Olivia Grégoire : « Le Grand Paris est un des rares sujets politiques où la vie des citoyens devance le projet »
Alors ministre déléguée chargée des PME, du Commerce, de l’Artisanat et du Tourisme, Olivia Grégoire livrait sa vision du Grand Paris, de son économie et des défis posés par les Jeux de Paris 2024.

Élue députée de la 12e circonscription de Paris en 2017 puis réélue en juin 2022, Olivia Grégoire occupait, au moment de cet entretien, le portefeuille des PME, du Commerce, de l’Artisanat et du Tourisme. À quelques mois des Jeux olympiques et paralympiques, elle détaillait les priorités économiques et territoriales qu’elle associait au Grand Paris.
« Grand-Parisienne » avant le projet institutionnel
Ayant vécu à Paris comme dans plusieurs communes de banlieue, Olivia Grégoire revendiquait une identité de « Grand-Parisienne ». Selon elle, les déplacements, les habitudes professionnelles et les liens familiaux des Franciliens dessinaient déjà un espace métropolitain plus intégré que ses institutions.
Elle jugeait néanmoins le projet encore inachevé, notamment sur deux sujets : la gouvernance et les transports. Sur une éventuelle réforme institutionnelle, elle appelait à privilégier la concertation avec les élus franciliens plutôt qu’une transformation précipitée.
PME et artisans au cœur de l’économie métropolitaine
La ministre soulignait le poids économique de l’Île-de-France, qui représentait environ un tiers du produit intérieur brut national. Elle décrivait le Grand Paris comme le cœur de cette puissance économique, avec une forte densité de petites entreprises, de commerces et d’artisans.
Les chantiers du Grand Paris Express constituaient à ses yeux un levier direct pour les entreprises. L’entretien rappelait l’objectif d’environ 15 000 emplois directs par an et l’obligation de réserver au moins 20 % des marchés aux PME. À cette date, près de 4 800 TPE et PME avaient participé au chantier, dont plus de la moitié étaient franciliennes.
Tourisme : mieux répartir les flux
À l’approche des Jeux de Paris 2024, Olivia Grégoire défendait un tourisme plus durable et mieux réparti dans le temps comme dans l’espace. Elle observait que 80 % des visiteurs se concentraient sur 20 % du territoire français et préférait agir sur cette concentration plutôt que limiter le nombre global de touristes.

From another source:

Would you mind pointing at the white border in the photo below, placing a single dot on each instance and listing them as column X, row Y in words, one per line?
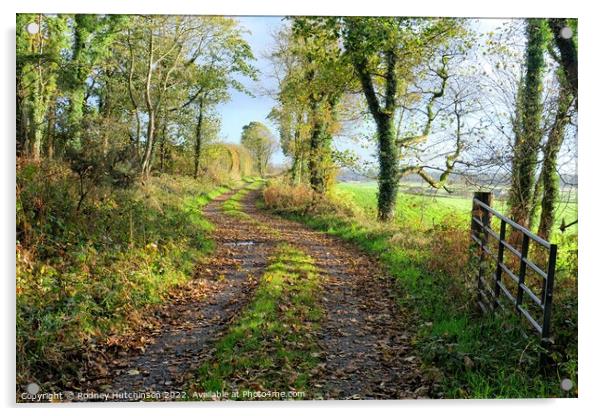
column 589, row 162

Interrogée sur les hausses de prix dans l’hôtellerie, elle appelait les professionnels à la modération tout en rappelant que l’État ne fixe pas les tarifs dans une économie de marché. Sur la sécurité, elle évoquait la mobilisation prévue de 30 000 policiers et gendarmes par jour pendant les Jeux, et jusqu’à 42 000 pour la cérémonie d’ouverture.
Rendre les commerces accessibles
L’accessibilité constituait un autre chantier prioritaire. La ministre annonçait alors un fonds de 300 millions d’euros sur cinq ans pour accompagner les petits commerces dans leurs travaux. L’aide publique pouvait couvrir 50 % des dépenses, dans la limite de 20 000 euros.
Cette mesure devait permettre aux commerces de proximité de mieux accueillir les personnes en situation de handicap, tout en préparant l’afflux attendu de visiteurs pendant les Jeux.
Périphérique et CDG Express : deux visions de la mobilité
Sur la transformation du périphérique parisien en boulevard urbain limité à 50 km/h, Olivia Grégoire disait partager les objectifs climatiques, mais regrettait le manque de concertation avec les communes et acteurs concernés.
Elle jugeait en revanche le CDG Express indispensable pour améliorer la desserte de l’aéroport Paris-Charles-de-Gaulle et contribuer au désengorgement du RER B. La mise en service était alors annoncée pour le début de l’année 2027.
Municipales de 2026 : une question jugée prématurée
Questionnée en décembre 2023 sur une possible candidature à la mairie de Paris, Olivia Grégoire estimait que le débat arrivait trop tôt. Elle mettait en avant ses responsabilités ministérielles et son ancrage dans le 15e arrondissement, sans ouvrir de séquence de candidature.
Sur la gestion d’Anne Hidalgo, elle maintenait un regard critique déjà exprimé lors des précédentes élections municipales, tout en rappelant la légitimité démocratique de sa réélection.